IRCCS Neuromed, Pozzilli, IS, Italy.

Objective: To examine the viscerosomatic interaction between bladder afferents and somatic nociception we evaluated the effect of bladder filling on the nociceptive withdrawal reflex (NWR) in 21 healthy subjects.

Methods: NWR was evoked in the lower and upper limbs by stimulating the sural and index finger digital nerves, respectively, while simultaneously recording EMG activity in the biceps femoris and biceps brachialis. NWR pain-related perception was quantified on a 10-point pain scale. Bladder filling was evaluated with suprapubic bladder sonography. Subjects were examined during empty bladder, medium and high level of bladder filling sessions.

Results: NWR magnitude in both upper and lower limbs and perceived pain for the upper limb were significantly decreased at higher levels of bladder filling compared to empty bladder sessions.
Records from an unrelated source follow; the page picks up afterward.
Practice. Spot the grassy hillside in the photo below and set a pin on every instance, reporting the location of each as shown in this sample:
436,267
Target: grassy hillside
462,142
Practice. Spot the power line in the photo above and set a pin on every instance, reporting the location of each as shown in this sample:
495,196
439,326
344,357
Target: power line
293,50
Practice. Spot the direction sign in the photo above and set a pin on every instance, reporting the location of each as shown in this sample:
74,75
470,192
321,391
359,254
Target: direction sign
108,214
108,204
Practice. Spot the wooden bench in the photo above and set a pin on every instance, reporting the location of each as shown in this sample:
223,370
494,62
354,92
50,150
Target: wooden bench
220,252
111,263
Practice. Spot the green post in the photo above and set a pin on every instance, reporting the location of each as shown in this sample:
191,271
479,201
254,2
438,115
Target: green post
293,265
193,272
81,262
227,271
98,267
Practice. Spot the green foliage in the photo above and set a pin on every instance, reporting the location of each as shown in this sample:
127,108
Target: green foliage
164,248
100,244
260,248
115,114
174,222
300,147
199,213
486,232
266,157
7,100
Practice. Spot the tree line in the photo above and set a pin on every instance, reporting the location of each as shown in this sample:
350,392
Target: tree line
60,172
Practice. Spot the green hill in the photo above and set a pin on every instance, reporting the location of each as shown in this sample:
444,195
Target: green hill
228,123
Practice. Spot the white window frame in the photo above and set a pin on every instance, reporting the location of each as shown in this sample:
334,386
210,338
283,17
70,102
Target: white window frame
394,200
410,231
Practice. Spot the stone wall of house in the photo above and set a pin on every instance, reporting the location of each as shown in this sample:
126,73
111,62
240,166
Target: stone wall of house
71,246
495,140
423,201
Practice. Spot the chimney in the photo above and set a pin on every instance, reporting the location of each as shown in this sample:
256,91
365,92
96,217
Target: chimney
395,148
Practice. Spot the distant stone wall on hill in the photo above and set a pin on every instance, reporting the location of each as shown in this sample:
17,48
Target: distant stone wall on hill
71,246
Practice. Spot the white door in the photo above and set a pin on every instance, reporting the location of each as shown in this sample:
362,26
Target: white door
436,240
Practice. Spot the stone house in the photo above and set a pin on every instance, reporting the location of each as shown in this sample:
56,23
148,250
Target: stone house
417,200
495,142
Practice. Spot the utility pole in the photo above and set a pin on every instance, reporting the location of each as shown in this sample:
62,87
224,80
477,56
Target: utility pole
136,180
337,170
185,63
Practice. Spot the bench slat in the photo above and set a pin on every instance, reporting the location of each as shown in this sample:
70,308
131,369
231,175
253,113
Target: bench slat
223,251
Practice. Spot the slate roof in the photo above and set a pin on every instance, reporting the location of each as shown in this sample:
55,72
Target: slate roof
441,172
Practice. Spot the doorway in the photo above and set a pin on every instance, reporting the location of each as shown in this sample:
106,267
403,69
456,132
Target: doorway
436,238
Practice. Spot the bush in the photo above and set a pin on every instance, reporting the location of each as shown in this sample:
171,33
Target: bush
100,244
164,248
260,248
Conclusions: Reduced NWR magnitude in both upper and lower limbs during bladder filling strongly indicates that bladder control and nociception share common modulatory descending pathways. Bladder afferents may activate these pathways to suppress the micturition reflex, but they may also inhibit spinal reflexes to maintain continence during pain stimuli.

Significance: The effect of bladder filling on the NWR may represent a useful tool to investigate interactions between the neural pathways controlling the bladder and pain.